I think the “perk factor” actually explains much of the cost disease in the sectors Alexander identifies. As we’ve grown wealthier we’re willing to spend more on things that are orthogonal to the actual missions of health care, education, housing, and public transportation – things like prioritizing the physical and mental well-being of our workforces, or ensuring that their gender and ethnic compositions are representative of the wider population. These perks require added layers of administration that do nothing to improve the outcomes we’re attempting to measure. Those layers aren’t failing – they’re doing what they’re meant to do – but those things aren’t captured in graphs like the ones in this post.
As a taxpayer I suspect we could afford to do without much of this extra padding. But I don’t want construction workers risking their necks, or rivers recklessly diverted, or noisy trains rattling people’s cupboards, just to save a few bucks. I know next to nothing about health care or university administration or housing construction, but I suppose the people who are familiar with those matters have equally strong objections to cutting what may strike me as frivolous perks.
In any case, sticking to transit infrastructure, there’s no reason to suppose we’re likely to care less about safety, or the environment, or architectural heritage in the future. In fact those concerns will almost certainly grow, making construction ever less affordable.
To return to causes 1 and 2 – land costs and infrastructure clutter – it should be possible to mitigate cost disease through better planning – say, through more farsighted property acquisition, and coordinating with other agencies to ensure that future transit corridors aren’t obstructed. But I assume we’re already trying to do those things, and my suggestion of “Okay, well, just do them better” is not too helpful.
Sooner, or later?
One way to avert cost disease might be by preemptive surgery – building rapid transit today, at today’s comparatively reasonable prices, in anticipation of tomorrow’s needs. Metro Vancouver’s overall outline is pretty well established by geographic barriers like mountains and rivers, and more recently by the imposition of an urban containment boundary meant to preserve nearby farmland.

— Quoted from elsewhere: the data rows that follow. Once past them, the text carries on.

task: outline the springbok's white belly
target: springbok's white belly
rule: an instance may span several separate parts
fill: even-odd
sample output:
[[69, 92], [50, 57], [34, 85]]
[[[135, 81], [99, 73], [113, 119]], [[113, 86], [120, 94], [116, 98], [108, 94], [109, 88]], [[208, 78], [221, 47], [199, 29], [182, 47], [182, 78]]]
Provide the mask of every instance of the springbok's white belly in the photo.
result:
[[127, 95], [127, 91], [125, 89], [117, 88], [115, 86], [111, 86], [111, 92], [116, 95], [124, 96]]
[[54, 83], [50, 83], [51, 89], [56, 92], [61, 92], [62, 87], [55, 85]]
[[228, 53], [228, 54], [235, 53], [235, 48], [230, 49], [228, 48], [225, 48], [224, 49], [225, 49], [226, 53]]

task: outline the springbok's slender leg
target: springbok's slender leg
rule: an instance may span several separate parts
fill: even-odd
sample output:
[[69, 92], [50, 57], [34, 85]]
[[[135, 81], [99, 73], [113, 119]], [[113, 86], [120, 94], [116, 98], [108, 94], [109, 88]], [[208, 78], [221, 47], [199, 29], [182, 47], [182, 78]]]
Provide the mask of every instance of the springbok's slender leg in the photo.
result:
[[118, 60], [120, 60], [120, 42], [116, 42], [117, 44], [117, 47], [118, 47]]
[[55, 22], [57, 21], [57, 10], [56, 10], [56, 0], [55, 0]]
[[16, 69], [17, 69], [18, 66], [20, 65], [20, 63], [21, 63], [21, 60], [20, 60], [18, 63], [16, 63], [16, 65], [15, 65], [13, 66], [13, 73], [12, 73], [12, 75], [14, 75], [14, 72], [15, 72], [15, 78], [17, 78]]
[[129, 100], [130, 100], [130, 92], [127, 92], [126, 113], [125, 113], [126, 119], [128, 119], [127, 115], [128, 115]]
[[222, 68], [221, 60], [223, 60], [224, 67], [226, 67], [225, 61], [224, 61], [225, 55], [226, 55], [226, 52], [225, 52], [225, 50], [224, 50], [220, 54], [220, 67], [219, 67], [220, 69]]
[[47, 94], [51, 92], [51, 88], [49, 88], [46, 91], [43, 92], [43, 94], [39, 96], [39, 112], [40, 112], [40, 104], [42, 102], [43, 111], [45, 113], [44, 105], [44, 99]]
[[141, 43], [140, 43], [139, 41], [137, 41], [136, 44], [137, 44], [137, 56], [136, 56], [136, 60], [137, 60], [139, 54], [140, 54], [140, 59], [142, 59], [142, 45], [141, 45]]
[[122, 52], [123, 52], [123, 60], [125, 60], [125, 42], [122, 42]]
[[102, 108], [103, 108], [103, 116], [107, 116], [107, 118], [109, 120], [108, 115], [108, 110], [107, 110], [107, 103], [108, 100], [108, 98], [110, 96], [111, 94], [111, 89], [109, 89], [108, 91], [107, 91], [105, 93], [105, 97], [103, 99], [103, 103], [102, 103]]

Therefore we can assume that the Vancouver of the future will be much the same shape as the Vancouver of today, only a lot denser. We should be able to predict with fair accuracy where future demand for transit will lie, and build in anticipation of that demand.
However, of the four causes of cost disease mentioned above, preemptive surgery really only targets the first one – rising land costs. It sidesteps the cost of infrastructure clutter only by transferring that cost to future generations who will have to spend more to build around the clutter we create today. And while it might seem thrifty to thwart the next generation’s opportunity to waste money on what we consider silly perks – by using construction methods that they’ll see as barbarously unsafe, maybe, or by bulldozing some architectural monstrosity before it’s declared a heritage monument – who are we to say what the future’s priorities should be?
I’m grateful for much of the infrastructure earlier generations of headstrong builders bequeathed me, but I wish they’d been more cautious about what they smashed in the process – like the whole blocks of Vancouver’s Strathcona neighbourhood destroyed in the sixties to make room for the Georgia viaducts, which planners are now preparing to remove. Building preemptively means we risk building unnecessarily, as the future evolves new habits of getting around that we can’t anticipate.
Still, being made aware of cost disease has tipped me in favour of building rapid transit now, while it’s still barely affordable, rather than putting it off as demand grows and grows. Spending sooner rather than later may actually be the sensible, fiscally-prudent thing to do.